Western Digital Corporation (NYSE:WDC) is a provider of solutions for the collection, storage, management, protection and use of digital content, including audio and video. Its principal products are hard drives, which are devices that use one or more rotating magnetic disks (magnetic media) to store and allow access to data. Its hard drives are used in desktop and notebook computers, corporate and cloud computing data centers, home entertainment equipment and stand-alone consumer storage devices. In addition to hard drives, its other products include solid-state drives and home entertainment and networking products. The company has TTM EPS of $8.30 with an enterprise to EBITDA value of 2.54 and a market cap of $11.4 billion. WDC's fair value is calculated at $71.21 a 51% premium to its previous closing price of $47.16.

Pitney Bowes Inc. (NYSE:PBI) is a global provider of software, hardware and services to enable both physical and digital communications and to integrate those physical and digital communications channels. The company offers a range of equipment, supplies, software, services and solutions for managing and integrating physical and digital communication channels. It conducts its business activities in seven reporting segments within two business groups: Small & Medium Business Solutions and Enterprise Business Solutions. It maintains field service organizations to provide servicing for customers' equipment, usually in the form of annual maintenance contracts. It establishes credit approval limits and procedures of the customer and the type of product or service provided to control risk in extending credit to customers. In addition, it utilizes an automatic approval program for certain leases. The intrinsic value of PBI is $18.96 given its TTM EPS of $2.21 and the assumed 4% growth rate. With a market cap of $2.63 billion as of its last closing price of $13.10, the stock is potentially discounted by nearly 45% at its current level.

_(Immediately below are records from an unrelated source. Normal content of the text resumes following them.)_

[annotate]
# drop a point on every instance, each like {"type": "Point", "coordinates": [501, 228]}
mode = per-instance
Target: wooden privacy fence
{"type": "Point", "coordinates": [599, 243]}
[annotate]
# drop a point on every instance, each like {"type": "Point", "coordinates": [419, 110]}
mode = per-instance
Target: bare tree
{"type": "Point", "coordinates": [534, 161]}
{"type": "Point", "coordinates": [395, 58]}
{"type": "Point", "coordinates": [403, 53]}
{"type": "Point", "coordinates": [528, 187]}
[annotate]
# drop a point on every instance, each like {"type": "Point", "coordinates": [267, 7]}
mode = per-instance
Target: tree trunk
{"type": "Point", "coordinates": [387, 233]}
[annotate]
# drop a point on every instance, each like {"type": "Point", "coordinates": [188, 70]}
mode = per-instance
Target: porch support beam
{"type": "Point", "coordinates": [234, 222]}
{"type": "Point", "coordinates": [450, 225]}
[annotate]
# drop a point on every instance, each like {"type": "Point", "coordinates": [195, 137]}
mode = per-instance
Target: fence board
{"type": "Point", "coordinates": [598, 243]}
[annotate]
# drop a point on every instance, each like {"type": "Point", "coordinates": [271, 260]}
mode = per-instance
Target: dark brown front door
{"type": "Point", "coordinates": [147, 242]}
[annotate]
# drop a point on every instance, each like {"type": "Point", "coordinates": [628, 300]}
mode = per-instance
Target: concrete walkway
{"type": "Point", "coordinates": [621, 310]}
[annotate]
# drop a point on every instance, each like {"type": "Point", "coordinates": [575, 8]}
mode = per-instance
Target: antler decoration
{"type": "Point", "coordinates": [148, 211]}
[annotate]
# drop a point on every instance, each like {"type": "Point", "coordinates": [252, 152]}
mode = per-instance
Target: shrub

Lincoln National Corporation (NYSE:LNC) is a holding company, which operates multiple insurance and retirement businesses through subsidiary companies. Through the company's business segments, it sells a range of wealth protection, accumulation and retirement income products and solutions. These products include fixed and indexed annuities, variable annuities, universal life insurance, variable universal life insurance, linked-benefit UL, term life insurance, employer-sponsored retirement plans and services, and group life, disability and dental. The stock is cheap based on its enterprise to EBITDA value of 3.72 and price-to-book ratio of 0.54. LNC has TTM EPS of $4.56 valuing the stock at $39.12, 32% above its closing price on February 27, of $29.54.

Disclosure: I have no positions in any stocks mentioned, and no plans to initiate any positions within the next 72 hours. I wrote this article myself, and it expresses my own opinions. I am not receiving compensation for it (other than from Seeking Alpha). I have no business relationship with any company whose stock is mentioned in this article.